I think that if the target is a stack-based machine, that would be the easiest to work into the parsing scheme. This is because without any context at all. Let's use term() as an example:
Original recognizer skeleton:
static void
term(void)
{
factor();
while (type == TOK_MULTIPLY || type == TOK_DIVIDE) {
next();
factor();
}
}
Stack-based output:
static void
term(void)
{
factor(); // this now outputs the code which puts the factor on the stack
while (type == TOK_MULTIPLY || type == TOK_DIVIDE) {
next();
factor(); // of course, likewise outputs code.

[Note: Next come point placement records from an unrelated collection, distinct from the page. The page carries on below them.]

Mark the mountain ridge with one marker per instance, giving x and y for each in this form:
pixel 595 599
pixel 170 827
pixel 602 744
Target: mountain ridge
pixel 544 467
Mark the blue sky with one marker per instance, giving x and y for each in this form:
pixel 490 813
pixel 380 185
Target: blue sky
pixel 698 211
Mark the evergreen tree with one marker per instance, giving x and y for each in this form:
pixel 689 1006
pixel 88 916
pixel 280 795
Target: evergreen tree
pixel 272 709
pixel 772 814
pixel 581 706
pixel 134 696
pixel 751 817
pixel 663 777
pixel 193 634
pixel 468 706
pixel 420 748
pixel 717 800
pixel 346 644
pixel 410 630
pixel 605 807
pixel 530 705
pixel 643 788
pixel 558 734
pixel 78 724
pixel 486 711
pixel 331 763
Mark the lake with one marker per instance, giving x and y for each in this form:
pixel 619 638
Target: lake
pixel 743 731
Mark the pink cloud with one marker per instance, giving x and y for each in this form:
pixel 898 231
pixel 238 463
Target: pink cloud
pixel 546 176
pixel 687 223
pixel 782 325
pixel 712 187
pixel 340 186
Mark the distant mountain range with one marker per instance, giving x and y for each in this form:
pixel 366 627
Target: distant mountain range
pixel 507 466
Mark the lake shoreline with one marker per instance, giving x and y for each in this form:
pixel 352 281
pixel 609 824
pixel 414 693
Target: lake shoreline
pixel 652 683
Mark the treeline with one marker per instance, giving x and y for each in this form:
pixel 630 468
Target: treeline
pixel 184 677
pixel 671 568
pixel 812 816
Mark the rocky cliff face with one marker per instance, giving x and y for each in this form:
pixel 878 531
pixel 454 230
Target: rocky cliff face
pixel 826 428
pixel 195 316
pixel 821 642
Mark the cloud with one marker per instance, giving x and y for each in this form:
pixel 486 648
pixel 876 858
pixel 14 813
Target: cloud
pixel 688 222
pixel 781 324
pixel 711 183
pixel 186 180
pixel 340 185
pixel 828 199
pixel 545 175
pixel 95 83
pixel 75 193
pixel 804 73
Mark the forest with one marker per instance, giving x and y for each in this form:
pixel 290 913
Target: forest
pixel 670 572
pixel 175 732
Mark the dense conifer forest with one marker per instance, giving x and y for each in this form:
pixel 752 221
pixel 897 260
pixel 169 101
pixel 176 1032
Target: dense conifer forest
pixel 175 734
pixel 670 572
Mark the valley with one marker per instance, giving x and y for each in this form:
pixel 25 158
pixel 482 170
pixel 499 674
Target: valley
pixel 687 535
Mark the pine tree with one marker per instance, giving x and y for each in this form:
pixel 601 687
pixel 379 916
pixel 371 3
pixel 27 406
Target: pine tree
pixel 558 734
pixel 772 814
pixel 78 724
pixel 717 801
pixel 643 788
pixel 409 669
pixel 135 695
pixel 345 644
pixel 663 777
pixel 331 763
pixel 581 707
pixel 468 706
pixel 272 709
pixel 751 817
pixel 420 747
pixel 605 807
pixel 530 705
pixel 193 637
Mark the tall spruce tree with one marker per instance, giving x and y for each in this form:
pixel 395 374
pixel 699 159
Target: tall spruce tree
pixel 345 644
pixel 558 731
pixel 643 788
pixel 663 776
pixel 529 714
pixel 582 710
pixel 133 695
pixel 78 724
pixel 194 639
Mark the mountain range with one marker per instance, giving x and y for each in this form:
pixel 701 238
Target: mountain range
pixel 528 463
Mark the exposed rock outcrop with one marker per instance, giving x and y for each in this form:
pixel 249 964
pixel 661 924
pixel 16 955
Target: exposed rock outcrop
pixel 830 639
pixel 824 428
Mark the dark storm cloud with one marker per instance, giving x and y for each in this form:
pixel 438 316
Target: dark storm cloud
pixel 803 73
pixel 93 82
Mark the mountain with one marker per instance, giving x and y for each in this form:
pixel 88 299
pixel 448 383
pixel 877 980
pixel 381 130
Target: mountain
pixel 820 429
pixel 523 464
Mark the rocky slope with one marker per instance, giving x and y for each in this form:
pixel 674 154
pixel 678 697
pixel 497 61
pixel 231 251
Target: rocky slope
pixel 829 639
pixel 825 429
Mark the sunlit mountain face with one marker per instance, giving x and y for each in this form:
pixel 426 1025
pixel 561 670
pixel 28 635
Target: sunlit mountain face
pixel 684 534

output_stack_operation(type); // we just add this
}
}
What is output_stack_operation_type:
static void
output_stack_operation_type(int type)
{
switch (type) {
case TOK_MULTIPLY: output_line("mul"); break;
case TOK_DIVIDE: output_line("div"); break;
// ...
}
}
For instance if we see
3 * 4 / 6
we have the grammar symbols
factor TOK_MULTIPLY factor TOK_DIVIDE factor
the term function calls factor() first, and that function produces output, which might be the line:
push 3
the term function calls factor() again, so this time the output:
push 4
is produced. Then it calls output_stack_operation_type(type) where type is TOK_MULTIPLY. This outputs:
mul
The loop continues and further produces
push 6
div
Because stack code implicitly accesses and returns operands using the stack, the syntax-directed translation for it doesn't have to pass around environmental contexts like register allocation info and whatnot.
The stack-based operations do not take any argument, and therefore a parser whose functions don't return anything and don't take any arguments can accommodate stack-based code generation.
Stack-based code can be an intermediate representation that is parsed again, and turned into something else, like register-based.
If the plan is to go to stack-based output, the code can work.
Then what will be going on after parsing? What will be compiled?